Unix VAX

Au début de l'année 1978, le professeur Richard Fateman chercha une machine offrant un espace d'adressage plus important afin de poursuivre son projet Macsyma (commencé sur un PDP-10). La nouvelle machine VAX-11/780 répondait à ses besoins et convenait à son budget. Fateman et treize autres membres de l'université rédigèrent une proposition NSF qu'ils combinèrent avec certains financements départementaux afin d'acheter un VAX.
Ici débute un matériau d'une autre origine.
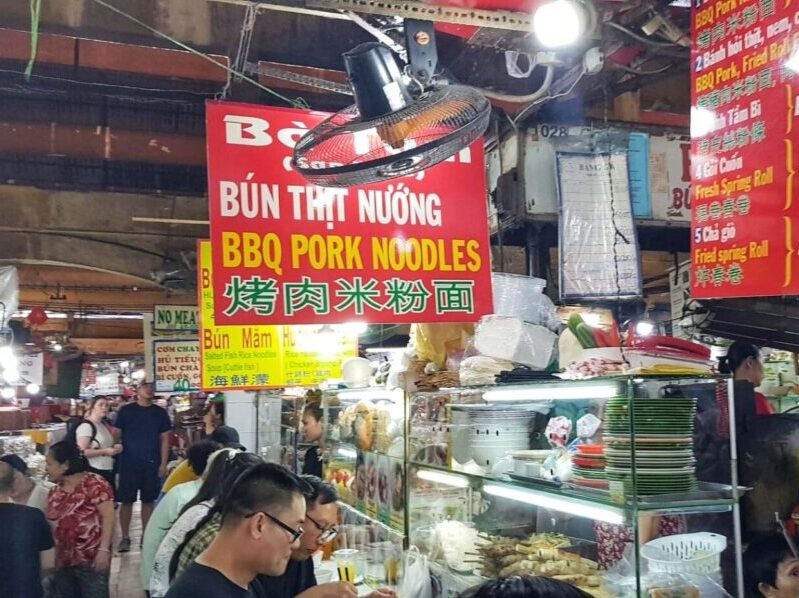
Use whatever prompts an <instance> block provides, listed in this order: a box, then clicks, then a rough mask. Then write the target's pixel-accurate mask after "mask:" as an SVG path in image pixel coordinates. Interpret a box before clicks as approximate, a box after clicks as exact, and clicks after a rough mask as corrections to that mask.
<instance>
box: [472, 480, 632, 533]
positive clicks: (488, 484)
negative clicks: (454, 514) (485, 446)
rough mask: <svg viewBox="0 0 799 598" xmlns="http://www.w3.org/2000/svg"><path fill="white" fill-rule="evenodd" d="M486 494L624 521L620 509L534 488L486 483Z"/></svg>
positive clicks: (559, 510)
mask: <svg viewBox="0 0 799 598" xmlns="http://www.w3.org/2000/svg"><path fill="white" fill-rule="evenodd" d="M483 491H484V492H485V493H486V494H491V495H493V496H499V497H501V498H508V499H510V500H515V501H518V502H523V503H526V504H528V505H534V506H537V507H542V508H544V509H549V510H552V511H561V512H563V513H569V514H571V515H577V516H579V517H586V518H588V519H594V520H596V521H605V522H606V523H614V524H620V523H624V513H623V511H621V510H620V509H616V508H613V507H606V506H602V505H597V504H592V503H589V502H587V501H581V500H575V499H570V498H561V497H559V496H552V495H550V494H543V493H538V492H536V491H534V490H526V489H521V488H511V487H509V486H500V485H498V484H486V485H485V486H483Z"/></svg>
Le VAX utilisa tout d'abord le système VMS de DEC, mais le département était désormais habitué à l'environnement Unix et souhaitait poursuivre dans cette voie. Donc, peu après l'arrivée de cette nouvelle machine, Fateman obtint un exemplaire du port 32/V d'Unix VAX réalisé par John Reiser et Tom London aux laboratoires Bell.

Le 32/V offrait un environnement Unix Version 7 mais ne tirait pas profit des capacités de gestion de la mémoire virtuelle du matériel VAX. Comme ses prédécesseurs sur le PDP-11, il s'agissait d'un système chargeant en mémoire vive de toutes les zones mémoire d'un processus actif (swap-based system). Pour le groupe Macsyma de Berkeley, le manque de mémoire virtuelle signifiait que l'espace d'adressage d'un processus était limité par la taille de la mémoire physique, d'un Mo sur le nouveau VAX.

Pour résoudre ce problème, Fateman contacta le professeur Domenico Ferrari, qui s'occupait de système à Berkeley, et lui demanda si son groupe pouvait développer un système de mémoire virtuelle pour Unix. Ozalp Babaoglu, l'un des étudiants de Ferrari, se mit à chercher une manière d'implémenter un système de pagination sur le VAX. Sa tâche n'était pas facile car cette machine n'utilisait pas de bit de référence.

Lorsque Babaoglu fut proche de la première implémentation, il contacta Bill Joy pour obtenir quelques explications sur les méandres du noyau Unix. Intrigué par l'approche de Babaoglu, Joy l'aida à intégrer le code sur le 32/V et à le déboguer.

Malheureusement, Berkeley n'avait qu'une seule machine VAX pour le développement système et la production. Donc, pendant les quelques semaines des vacances de Noël, la communauté tolérante des utilisateurs d'Unix se retrouva de façon aléatoire sous 32/V et sous Virtual VAX/Unix. Fréquemment, leurs programmes fonctionnant sur le premier système se trouvaient arrêtés de façon brutale, et quelques minutes plus tard, les utilisateurs se retrouvaient avec la bannière de connexion du 32/V. En Janvier 1979, la plupart des bogues avaient été corrigées et le 32/V releva dès lors du passé.

Joy perçut que le VAX 32 bits rendrait bientôt le PDP-11 16 bits obsolète et commença à porter la version 2BSD sur le VAX. Pendant que Peter Kessler et moi portions le système Pascal, Joy portait les éditeurs ex et vi, le shell C et la myriade d'autres plus petits programmes provenant de la distribution 2BSD. À la fin de l'année 1979, une distribution complète était prête. Cette distribution incluait le noyau gérant la mémoire virtuelle, les utilitaires 32/V standards et les ajouts provenant de 2BSD. En décembre 1979, Joy diffusa près de cent exemplaires de 3BSD, la première distribution VAX de Berkeley.

32/V fut la dernière version provenant des laboratoires Bell. Les versions ultérieures d'Unix diffusées par AT&T, tout d'abord System III et plus tard System V, furent gérées par un groupe différent qui mit l'accent sur des diffusions commerciales stables. Avec la commercialisation d'Unix, les chercheurs des laboratoires Bell n'étaient plus capables d'agir comme la « maison propre » de la recherche Unix. Comme la communauté de chercheurs continuait à modifier le système Unix, il s'avéra qu'elle avait besoin d'une organisation capable de produire des versions des travaux de recherche. Berkeley, en raison de son implication dans le développement d'Unix et d'outils compatibles, a rapidement endossé le rôle joué auparavant par les laboratoires Bell.